Getting Started with DeepSpeed
On this Page
Getting Started with DeepSpeed¶
This guide provides simple steps for preparing a DeepSpeed model to run on Gaudi. Make sure to install the DeepSpeed package provided by Habana. Installing public DeepSpeed packages is not supported.
To set up the environment, refer to the Installation Guide. The supported DeepSpeed versions are listed in the Support Matrix.
Start Training a DeepSpeed Model on Gaudi¶
Run the Habana Docker image:
docker run -it --runtime=habana -e HABANA_VISIBLE_DEVICES=all -e OMPI_MCA_btl_vader_single_copy_mechanism=none --cap-add=sys_nice --net=host --ipc=host vault.habana.ai/gaudi-docker/1.11.0/ubuntu20.04/habanalabs/pytorch-installer-2.0.1:latest
Install Habana’s DeepSpeed fork:
pip install git+https://github.com/HabanaAI/DeepSpeed.git@1.11.0
Clone the Model References repository inside the container that you have just started:
git clone https://github.com/HabanaAI/Model-References.git
Move to the subdirectory containing the cifar_example:
cd Model-References/PyTorch/examples/DeepSpeed/cifar_example/
Note
The model defined in the cifar10_Deepspeed.py script script is a simple CNN based model which loads the CIFAR-10 dataset automatically.
Install the associated requirements:
pip install -r requirements.txt
Update PYTHONPATH to include Model-References repository and set PYTHON to python executable:
export PYTHONPATH=$PYTHONPATH:Model-References
export PYTHON=/usr/bin/python3.8
Execute the
run_ds_habanax8.sh
script. If you are running on a single Gaudi, modify the script to set--num_gpus=1
.
deepspeed --num_nodes=1 --num_gpus=8 cifar10_deepspeed.py --deepspeed --deepspeed_config ds_config.json --use_hpu
The following should appear as part of the output:
[10, 2000] loss: 0.776
[10, 2000] loss: 0.760
[10, 2000] loss: 0.747
[10, 2000] loss: 0.753
[10, 2000] loss: 0.759
[10, 2000] loss: 0.776
[10, 2000] loss: 0.772
[10, 2000] loss: 0.776
Finished Training
GroundTruth: cat ship ship plane
Predicted: cat ship ship plane
Accuracy of the network on the 10000 test images: 59 %
Accuracy of ship : 70 %
Accuracy of truck : 57 %
[2022-10-28 17:17:55,740] [INFO] [launch.py:212:main] Process 815 exits successfully.

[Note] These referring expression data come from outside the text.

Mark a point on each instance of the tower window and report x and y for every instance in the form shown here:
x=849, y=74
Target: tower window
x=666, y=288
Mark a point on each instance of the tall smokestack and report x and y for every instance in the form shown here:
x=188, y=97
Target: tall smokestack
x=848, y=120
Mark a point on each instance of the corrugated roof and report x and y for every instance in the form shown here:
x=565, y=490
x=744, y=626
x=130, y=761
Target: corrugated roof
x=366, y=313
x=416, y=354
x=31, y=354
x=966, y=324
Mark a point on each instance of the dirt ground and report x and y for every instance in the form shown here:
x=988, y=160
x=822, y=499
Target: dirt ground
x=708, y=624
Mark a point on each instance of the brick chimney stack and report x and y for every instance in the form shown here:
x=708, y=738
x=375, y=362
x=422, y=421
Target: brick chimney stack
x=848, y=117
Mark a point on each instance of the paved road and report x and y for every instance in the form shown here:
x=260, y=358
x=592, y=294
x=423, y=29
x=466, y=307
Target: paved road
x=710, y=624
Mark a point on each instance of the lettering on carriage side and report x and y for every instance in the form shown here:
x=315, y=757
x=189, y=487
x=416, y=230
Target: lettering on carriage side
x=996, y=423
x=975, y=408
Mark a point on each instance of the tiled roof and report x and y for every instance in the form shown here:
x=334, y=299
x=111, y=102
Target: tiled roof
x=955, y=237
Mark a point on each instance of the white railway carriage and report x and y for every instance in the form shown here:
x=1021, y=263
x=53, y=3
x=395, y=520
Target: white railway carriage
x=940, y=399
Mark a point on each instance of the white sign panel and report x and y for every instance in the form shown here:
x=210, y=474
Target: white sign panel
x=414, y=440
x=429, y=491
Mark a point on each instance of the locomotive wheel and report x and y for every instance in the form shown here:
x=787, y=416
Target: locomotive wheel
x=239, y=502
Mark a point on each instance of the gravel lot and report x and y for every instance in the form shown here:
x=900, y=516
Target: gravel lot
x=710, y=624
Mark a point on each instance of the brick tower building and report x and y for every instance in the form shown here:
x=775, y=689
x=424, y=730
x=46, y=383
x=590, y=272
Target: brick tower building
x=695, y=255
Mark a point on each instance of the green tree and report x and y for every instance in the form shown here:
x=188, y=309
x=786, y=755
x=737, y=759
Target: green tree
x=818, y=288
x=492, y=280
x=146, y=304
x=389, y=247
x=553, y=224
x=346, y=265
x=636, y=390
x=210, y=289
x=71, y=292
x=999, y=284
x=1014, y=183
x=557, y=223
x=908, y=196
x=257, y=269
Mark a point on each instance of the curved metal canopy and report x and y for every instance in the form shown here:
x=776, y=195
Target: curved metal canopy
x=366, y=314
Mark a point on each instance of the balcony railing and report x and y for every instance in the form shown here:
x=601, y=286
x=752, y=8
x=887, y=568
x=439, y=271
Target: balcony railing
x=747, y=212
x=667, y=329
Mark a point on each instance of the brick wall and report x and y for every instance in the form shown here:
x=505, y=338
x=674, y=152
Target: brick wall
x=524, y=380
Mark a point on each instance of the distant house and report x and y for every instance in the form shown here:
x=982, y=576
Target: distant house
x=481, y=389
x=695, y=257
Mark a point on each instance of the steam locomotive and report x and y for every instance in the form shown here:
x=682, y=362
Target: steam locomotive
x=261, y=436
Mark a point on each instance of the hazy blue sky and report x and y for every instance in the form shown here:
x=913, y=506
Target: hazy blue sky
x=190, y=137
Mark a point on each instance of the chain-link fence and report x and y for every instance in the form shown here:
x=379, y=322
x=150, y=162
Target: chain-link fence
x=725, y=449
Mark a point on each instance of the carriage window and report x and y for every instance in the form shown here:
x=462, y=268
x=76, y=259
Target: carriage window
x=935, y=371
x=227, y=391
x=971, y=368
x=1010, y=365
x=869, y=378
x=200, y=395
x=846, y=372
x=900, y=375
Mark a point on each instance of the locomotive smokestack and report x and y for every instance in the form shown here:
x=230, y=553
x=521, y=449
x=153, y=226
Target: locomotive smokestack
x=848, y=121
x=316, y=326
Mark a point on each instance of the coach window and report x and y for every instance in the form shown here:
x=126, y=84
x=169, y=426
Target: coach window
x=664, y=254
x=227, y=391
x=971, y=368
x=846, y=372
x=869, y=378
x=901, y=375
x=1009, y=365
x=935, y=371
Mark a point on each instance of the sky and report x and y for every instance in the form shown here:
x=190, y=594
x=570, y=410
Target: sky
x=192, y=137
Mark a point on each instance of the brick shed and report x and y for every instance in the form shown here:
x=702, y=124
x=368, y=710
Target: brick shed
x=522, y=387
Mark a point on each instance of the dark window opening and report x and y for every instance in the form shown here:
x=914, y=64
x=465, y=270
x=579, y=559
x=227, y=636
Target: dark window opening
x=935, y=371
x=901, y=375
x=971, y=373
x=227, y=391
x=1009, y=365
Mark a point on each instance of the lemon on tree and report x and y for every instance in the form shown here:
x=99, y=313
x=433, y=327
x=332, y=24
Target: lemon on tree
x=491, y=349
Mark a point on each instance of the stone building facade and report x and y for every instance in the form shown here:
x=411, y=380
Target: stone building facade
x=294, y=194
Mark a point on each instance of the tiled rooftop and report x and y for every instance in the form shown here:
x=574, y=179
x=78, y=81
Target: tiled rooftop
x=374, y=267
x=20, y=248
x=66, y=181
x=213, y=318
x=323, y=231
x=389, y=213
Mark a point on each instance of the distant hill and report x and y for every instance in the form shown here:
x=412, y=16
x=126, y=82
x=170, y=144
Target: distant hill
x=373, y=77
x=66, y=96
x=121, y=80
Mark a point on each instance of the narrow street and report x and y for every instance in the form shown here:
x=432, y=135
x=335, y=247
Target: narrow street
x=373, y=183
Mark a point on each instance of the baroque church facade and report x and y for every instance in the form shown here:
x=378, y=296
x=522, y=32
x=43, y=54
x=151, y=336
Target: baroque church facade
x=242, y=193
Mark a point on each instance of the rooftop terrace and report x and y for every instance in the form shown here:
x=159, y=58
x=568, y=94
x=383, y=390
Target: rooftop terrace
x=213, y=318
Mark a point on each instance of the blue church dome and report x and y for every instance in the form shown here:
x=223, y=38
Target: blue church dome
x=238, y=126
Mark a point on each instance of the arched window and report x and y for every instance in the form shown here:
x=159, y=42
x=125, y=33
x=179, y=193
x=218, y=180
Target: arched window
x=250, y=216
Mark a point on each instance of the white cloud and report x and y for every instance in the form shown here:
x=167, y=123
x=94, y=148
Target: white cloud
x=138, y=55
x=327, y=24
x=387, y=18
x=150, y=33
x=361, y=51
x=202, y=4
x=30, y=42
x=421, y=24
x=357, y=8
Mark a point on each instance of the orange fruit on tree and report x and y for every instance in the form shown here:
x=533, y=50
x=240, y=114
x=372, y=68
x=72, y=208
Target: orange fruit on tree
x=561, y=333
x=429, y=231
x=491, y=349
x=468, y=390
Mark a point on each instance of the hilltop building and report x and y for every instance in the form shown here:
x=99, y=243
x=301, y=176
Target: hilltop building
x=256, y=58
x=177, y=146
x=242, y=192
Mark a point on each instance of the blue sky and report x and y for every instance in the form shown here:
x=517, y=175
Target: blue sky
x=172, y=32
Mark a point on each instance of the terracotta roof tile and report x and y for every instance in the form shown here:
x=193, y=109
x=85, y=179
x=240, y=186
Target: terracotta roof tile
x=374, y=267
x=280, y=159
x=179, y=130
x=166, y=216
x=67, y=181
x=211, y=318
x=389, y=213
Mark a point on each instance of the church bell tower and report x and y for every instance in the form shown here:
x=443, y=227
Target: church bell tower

[2022-10-28 17:17:55,741] [INFO] [launch.py:212:main] Process 818 exits successfully.
[2022-10-28 17:17:55,741] [INFO] [launch.py:212:main] Process 820 exits successfully.
[2022-10-28 17:17:55,741] [INFO] [launch.py:212:main] Process 814 exits successfully.
[2022-10-28 17:17:55,741] [INFO] [launch.py:212:main] Process 817 exits successfully.
[2022-10-28 17:17:55,741] [INFO] [launch.py:212:main] Process 819 exits successfully.
[2022-10-28 17:17:55,741] [INFO] [launch.py:212:main] Process 816 exits successfully.
[2022-10-28 17:17:56,742] [INFO] [launch.py:212:main] Process 813 exits successfully.
To start training your own DeepSpeed models on Gaudi, refer to DeepSpeed User Guide for Training.